けろやん。メモ

はじめまして。こんにちは。

 「「満州帝国」がよくわかる本」(太平洋戦争研究会)

満州帝国」史が網羅されていて、非常に面白かった。船戸与一の「満州国演義」シリーズ(現在3巻まで刊行されていて、まだまだ続くよ!)を読む際の副読本に最適。本書p.19に掲載されている「1931年(昭和6年)の満州」という地図だけでも船戸本の面白さが倍増しそう。

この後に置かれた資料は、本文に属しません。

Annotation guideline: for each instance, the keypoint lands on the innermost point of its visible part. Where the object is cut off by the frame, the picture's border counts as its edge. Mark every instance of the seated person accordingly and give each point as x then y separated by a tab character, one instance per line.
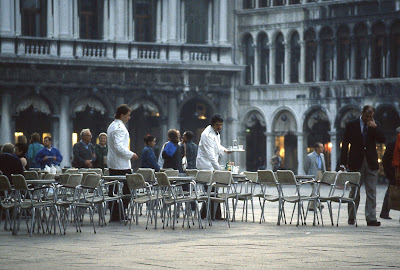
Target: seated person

あと「満州帝国」と表裏一体でもあった関東軍についても、「満州帝国」に関する部分においては詳述されている。例えば、日米開戦(1941年)以後、関東軍はどのように行動していたのか?というような忘れがちな歴史もわかる。

ただし、関東軍がメインの書ではないので、例えば関東軍の成立前史のような部分は、軽く触れられている程度。関東軍については、島田俊彦関東軍〜在満陸軍の独走」(中公新書)が入門書かな。で、「はまぞう」くんしてみたら、

関東軍 (講談社学術文庫)

関東軍 (講談社学術文庫)

が、出てきたけど、改訂版かな?なにしろ中公新書の方は昭和40年刊行だし。

話を戻して、表題の本。経済史的にトリビアというか興味深い記述がありました。引用してみましょう。

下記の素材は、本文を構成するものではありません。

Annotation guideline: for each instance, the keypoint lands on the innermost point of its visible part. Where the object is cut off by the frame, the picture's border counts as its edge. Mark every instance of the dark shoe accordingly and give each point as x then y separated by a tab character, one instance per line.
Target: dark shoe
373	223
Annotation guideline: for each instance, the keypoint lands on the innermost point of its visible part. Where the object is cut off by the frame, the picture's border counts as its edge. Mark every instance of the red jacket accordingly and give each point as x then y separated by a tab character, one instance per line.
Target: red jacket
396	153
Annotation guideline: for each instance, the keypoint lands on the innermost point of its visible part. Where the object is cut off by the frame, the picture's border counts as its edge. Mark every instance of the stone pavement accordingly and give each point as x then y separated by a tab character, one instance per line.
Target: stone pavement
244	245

すなわち、犬養内閣が成立した12月13日のその日、新内閣は金輸出再禁止を施行した。これで、財閥は巨額な富を得たのである。(p.210)

ここまでは、中学や高校の歴史で学ぶことですが、

そして、その既約定解け合い(じっさいに円を支払って清算すること)を12月15日と定めた。つまり、その日までに金輸出再禁止がおこなわれなければ、ドル買い側(財閥側:引用者注)はまったく利益をあげることができない。
ところが、先に触れたように若槻内閣は12月11日、閣内不一致で総辞職、13日成立した犬養内閣は高橋是清蔵相の指揮で即日、金輸出再禁止を実施した。まことに微妙なタイミングで財閥はドル買いによる巨利をつかんだのである。

1931年(昭和6年)の12月15日までの政財界の攻防は凄かったんだろうと想像されます。

そして、金輸出再禁止を「微妙なタイミング」で実施した犬養首相と高橋蔵相は、いずれも暗殺される。犬養首相は五・一五事件、高橋蔵相は二・二六事件で・・・。